I'm not saying that there's no value in learning to drive from a standstill. I'm saying that if you're working on getting the fundamentals down, take the easy access to power first. I am making a big assumption, and it's probably the biggest hole in my argument - but I'm assuming that you aren't strong arming. The Dan Beto Video teaches how to make sure to accelerate the disc from your right pec... and it's probably taught more people the right way than any other video. The right pec drill though, once you've worked out where to pull from, isn't going to fix all the other issues of timing that you still have to work out.
And driving from a standstill and throwing upshots from a standstill are two different things. I believe that regularly throwing piles of upshots from 50-250' is a great idea... but toiling away to hit 350' from a standstill with a putter, I just don't think it's the best use of my time. Add a step and save yourself the headache. At least that's my argument.
Okay. Moving on.
There seems to be two common ways to generate a weight shift when driving with an x-step or x-hop. You can twist your hips against your core muscles during the reach back, then drive your knee down to uncork the hips, the core, the shoulders. This style is clearly visible in Will Schusterick's form. He has what I'll call an "active knee drop" where he's using the forward momentum from the x-step that's pushing him down the tee-pad instead of pushing with the back foot.
When you watch the full video you can see his hips are staying at the same velocity throughout the x-step until they stop during the plant/twist/open. The hips are not really accelerating from the plant foot - they're maintaining the momentum created in his x-step. His knees work together like a wave; it's really impressive.
Feldberg exemplifies the second style I'll call a "straight knee", which is much less driven from a twisting hip and more from a hip driving forward and the hips open with the drive, not from the dropping knee. He is accelerating his hips forward from his back foot to his plant. When you watch the full video, you can see Dave actually catches up with Will by accelerating forward to his plant foot (even accounting for the fact that he's further back in the teebox) because he's pressing/sliding his hips forward with that back foot.

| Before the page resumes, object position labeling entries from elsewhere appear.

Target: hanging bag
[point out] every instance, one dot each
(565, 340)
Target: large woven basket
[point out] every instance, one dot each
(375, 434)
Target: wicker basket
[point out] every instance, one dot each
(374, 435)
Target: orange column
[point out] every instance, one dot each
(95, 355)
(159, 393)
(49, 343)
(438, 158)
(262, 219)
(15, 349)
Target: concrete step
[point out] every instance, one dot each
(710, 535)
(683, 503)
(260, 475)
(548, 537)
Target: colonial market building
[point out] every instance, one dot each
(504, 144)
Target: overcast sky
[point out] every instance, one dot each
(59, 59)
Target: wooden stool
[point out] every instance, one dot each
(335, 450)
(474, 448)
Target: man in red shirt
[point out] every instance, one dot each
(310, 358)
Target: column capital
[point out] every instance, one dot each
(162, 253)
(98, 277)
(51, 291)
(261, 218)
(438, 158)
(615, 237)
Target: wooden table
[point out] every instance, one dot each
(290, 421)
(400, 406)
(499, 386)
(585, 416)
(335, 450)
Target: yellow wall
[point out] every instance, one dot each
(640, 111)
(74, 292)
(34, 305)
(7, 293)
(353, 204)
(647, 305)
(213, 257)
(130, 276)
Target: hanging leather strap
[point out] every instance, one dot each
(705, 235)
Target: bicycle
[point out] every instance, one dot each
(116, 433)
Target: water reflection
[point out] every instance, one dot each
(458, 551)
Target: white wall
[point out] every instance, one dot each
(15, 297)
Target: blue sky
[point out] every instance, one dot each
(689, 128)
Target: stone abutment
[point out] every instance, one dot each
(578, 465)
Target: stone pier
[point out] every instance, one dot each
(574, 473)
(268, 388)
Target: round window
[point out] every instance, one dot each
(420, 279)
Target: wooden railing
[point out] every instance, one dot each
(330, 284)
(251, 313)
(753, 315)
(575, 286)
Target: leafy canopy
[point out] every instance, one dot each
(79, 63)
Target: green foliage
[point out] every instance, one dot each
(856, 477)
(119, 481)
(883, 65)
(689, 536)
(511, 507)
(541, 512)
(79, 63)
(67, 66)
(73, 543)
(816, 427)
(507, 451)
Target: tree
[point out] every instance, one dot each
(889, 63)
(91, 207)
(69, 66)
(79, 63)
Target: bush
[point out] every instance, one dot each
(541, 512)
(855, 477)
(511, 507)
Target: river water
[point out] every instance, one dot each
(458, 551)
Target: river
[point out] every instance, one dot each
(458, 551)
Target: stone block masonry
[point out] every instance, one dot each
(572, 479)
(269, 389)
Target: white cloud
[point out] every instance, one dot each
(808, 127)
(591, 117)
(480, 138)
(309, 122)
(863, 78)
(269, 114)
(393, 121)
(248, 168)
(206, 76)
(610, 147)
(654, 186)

The key difference is that an active-knee is going to require that back knee to get involved and some people are not built for that motion. I think Paul McBeth is somewhere in between. He does drop his knee, but it also appears that he's getting some drive from the instep of his back foot before he drops his knee.
And here's the kicker and one of the most frustrating parts of digging through all the footage, the screen shots, the posts... as players start taking some heat off a throw, they all do it different ways.
- Shorten up the back-swing
- Don't drive their hips open with the knee.
- Don't involve the hips as much.
- Less momentum from x-step
On top of that, they will adjust how closed or open their shoulders are and on top of that the amount of hyzer or anhyzer they can change things as well.
But for now, we can see that just in the hips, there's 2 distinctive styles. An active hip opening (Will) and a more combined hip/core opening (Dave).
The current curriculum if I was going to teach Backhand 101, would look like this:
1. Footwork: X-hop vs X-Step
2. Hips: Active knee vs straight knee hip shift
3. Upright Spine from Beginning to End, Coiling not Reaching
4. Wide reach back, hand on the outside of the disc
5. Driving Elbow, Pulling nip to nip on a flat line
6. Bracing on the Plant Foot
To answer a question that somebody messaged me:
Yeah, frustration is something I deal with.